HEM büyük bir şehrin ortasında yer alacaksınız hem de düzenli, keyifli ve yeşili bol bir kent hayatına sahip olacaksınız.
Bunları hepsi birden, çok az yerde vardır.
O yerlerden biri de mutlaka Bornova’dır.
Ve Türkiye’nin en büyük üniversitelerinden biri...
Bornova’dadır.
Çevresini saran ve “iş ile aş” anlamı taşıyan dev sanayi tesisleri...
Bornova’dadır.
Birer sanat eseri olan ve “istikbalin butik müzeleri” olacak eski Levanten köşkleri...
Bornova’dadır.
Ama çok daha önemli bir müjde veriyor Belediye Başkanı Prof. Kâmil Okyay Sındır:
“Yeşilova Höyüğü’nde yapılacak müze için açtığımız proje yarışması, Eylül ayında sonuçlanacak.”
Dedim ki Başkan’a:
“Şöyle uçuk kaçık bir şey olsa keşke...”
Yanıtı...
Umut vericiydi.
* * *
Yeşilova Höyüğü çok önemli.
Hâlâ bu büyük hazineden haberi olmayanlar varsa bilsinler ki:
“İzmir kültürü daha önce inanıldığı gibi izleri Bayraklı’da bulunmuş olan 5 bin yıl önce gelip yerleşenler tarafından değil; günümüzden en az 8-9 bin yıl önceden beri bu alanlarda yaşayanlar tarafından şekillendirilmiştir. Yeşilova Höyüğü İzmir’in doğduğu ilk yerleşim alanıdır.”
Bitmedi.
Sözün devamına bakın bir de:
“Yüzey toprağının 4 metre altında kalan ilk yerleşim Neolitik Çağ’ın başında başlamış ve Neolitik Çağ’ın sonuna doğru en zengin dönemine ulaşmıştır. Yerleşim kısmen Kalkolitik Çağ süresince de devam etmiştir. Buna göre Yeşilova Höyüğü en az binbeş yüzyıl yerleşim görmüştür.”
Müthiş değil mi?
Yaşadığımız topraklarda, 8-9 bin yıl önce de insanlar yaşamış.

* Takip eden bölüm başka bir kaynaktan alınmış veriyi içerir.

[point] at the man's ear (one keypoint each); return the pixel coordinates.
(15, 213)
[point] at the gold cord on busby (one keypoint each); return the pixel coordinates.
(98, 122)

Höyükten çıkan buluntular, eğer mimarisi ile farklılık yaratan bir müze ile taçlandırılırsa değmeyin keyfimize.
Çünkü o zaman...
Ege Üniversitesi’nin hemen arkasında, İzmir’i toptan uçuracak bir fırtına kopacak.
Tabii.
Olumlu anlamda.
Yeter ki “star” olsun
TELEVİZYON ile yarışma, bir elmanın iki yarısı gibi oldu.
Nerede popüler bir TV kanalı varsa, orada bir, hatta iki yarışma var.
En olmazsa olmazı da...
Falanca veya filanca star!
En son Malezya’da başlayan biri var ki, akla zarar.

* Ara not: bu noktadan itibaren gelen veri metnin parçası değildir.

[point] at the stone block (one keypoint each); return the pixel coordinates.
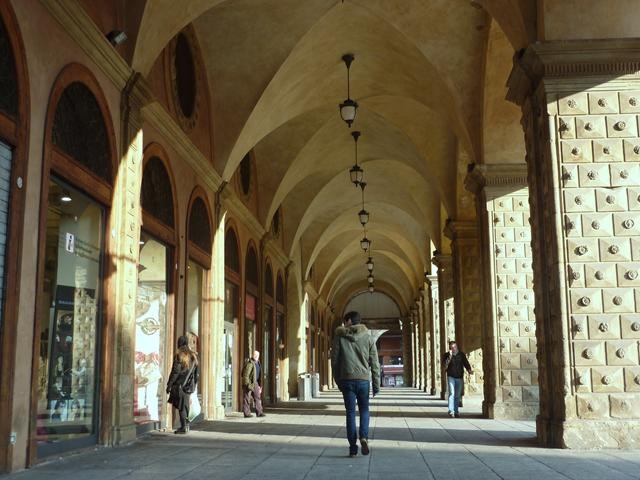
(625, 405)
(592, 406)
(607, 379)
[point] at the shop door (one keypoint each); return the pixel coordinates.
(266, 354)
(67, 404)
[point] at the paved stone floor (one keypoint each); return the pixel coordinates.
(411, 438)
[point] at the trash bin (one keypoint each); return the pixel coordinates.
(315, 385)
(304, 387)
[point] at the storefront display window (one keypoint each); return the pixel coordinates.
(151, 321)
(69, 326)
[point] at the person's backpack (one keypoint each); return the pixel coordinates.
(189, 384)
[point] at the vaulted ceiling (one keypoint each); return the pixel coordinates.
(420, 76)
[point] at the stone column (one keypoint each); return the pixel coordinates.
(406, 351)
(580, 103)
(509, 344)
(125, 236)
(468, 297)
(425, 333)
(434, 339)
(415, 330)
(446, 312)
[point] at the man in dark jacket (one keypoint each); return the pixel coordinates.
(252, 385)
(353, 358)
(454, 362)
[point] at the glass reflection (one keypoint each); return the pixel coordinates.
(69, 324)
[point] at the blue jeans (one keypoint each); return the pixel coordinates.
(455, 392)
(356, 391)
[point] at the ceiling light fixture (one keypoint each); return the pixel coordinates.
(348, 108)
(365, 243)
(363, 215)
(369, 264)
(356, 173)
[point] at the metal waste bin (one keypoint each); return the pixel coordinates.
(315, 385)
(304, 387)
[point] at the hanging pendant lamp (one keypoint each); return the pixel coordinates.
(348, 108)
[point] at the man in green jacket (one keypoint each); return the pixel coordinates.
(354, 358)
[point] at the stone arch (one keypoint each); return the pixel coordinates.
(199, 231)
(159, 189)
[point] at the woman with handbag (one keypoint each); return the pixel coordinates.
(182, 382)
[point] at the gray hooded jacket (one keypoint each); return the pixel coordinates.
(354, 354)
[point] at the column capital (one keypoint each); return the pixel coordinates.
(496, 179)
(443, 262)
(460, 229)
(572, 60)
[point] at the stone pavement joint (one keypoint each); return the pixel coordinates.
(411, 436)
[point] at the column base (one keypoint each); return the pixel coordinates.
(589, 434)
(123, 434)
(217, 413)
(510, 411)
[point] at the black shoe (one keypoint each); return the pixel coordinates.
(364, 446)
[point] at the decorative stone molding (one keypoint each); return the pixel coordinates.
(588, 62)
(495, 179)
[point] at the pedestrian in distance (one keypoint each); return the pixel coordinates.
(182, 382)
(454, 362)
(354, 359)
(252, 385)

Adı ne biliyor musunuz, imam star!
Yaşları 19-27 arasında değişen 10 Malezyalı yaklaşık üç ay süren bir sınavdan geçiriliyormuş.
Bu süre zarfında aynı evde kalan gençlere her hafta bir görev veriliyor ve eski bir kadın müftü her hafta sonunda bir yarışmacıyı eliyormuş.
Görevler arasında “ezan okuma, vaaz verme, namaz kıldırma” türünden makul işler bulunduğu gibi...
Misal.
Cenaze yıkamak da görevlerden biri.
Ödül ise para değil.
Suudi Arabistan’daki El Medine Üniversitesi’nde eğitim bursu.
Düşünüyorum da...
Star seçmede sıra imamlara kadar geldiyse, bundan ötesi “Mevta star” olacak değil ya!
Çok özel harekât polisi!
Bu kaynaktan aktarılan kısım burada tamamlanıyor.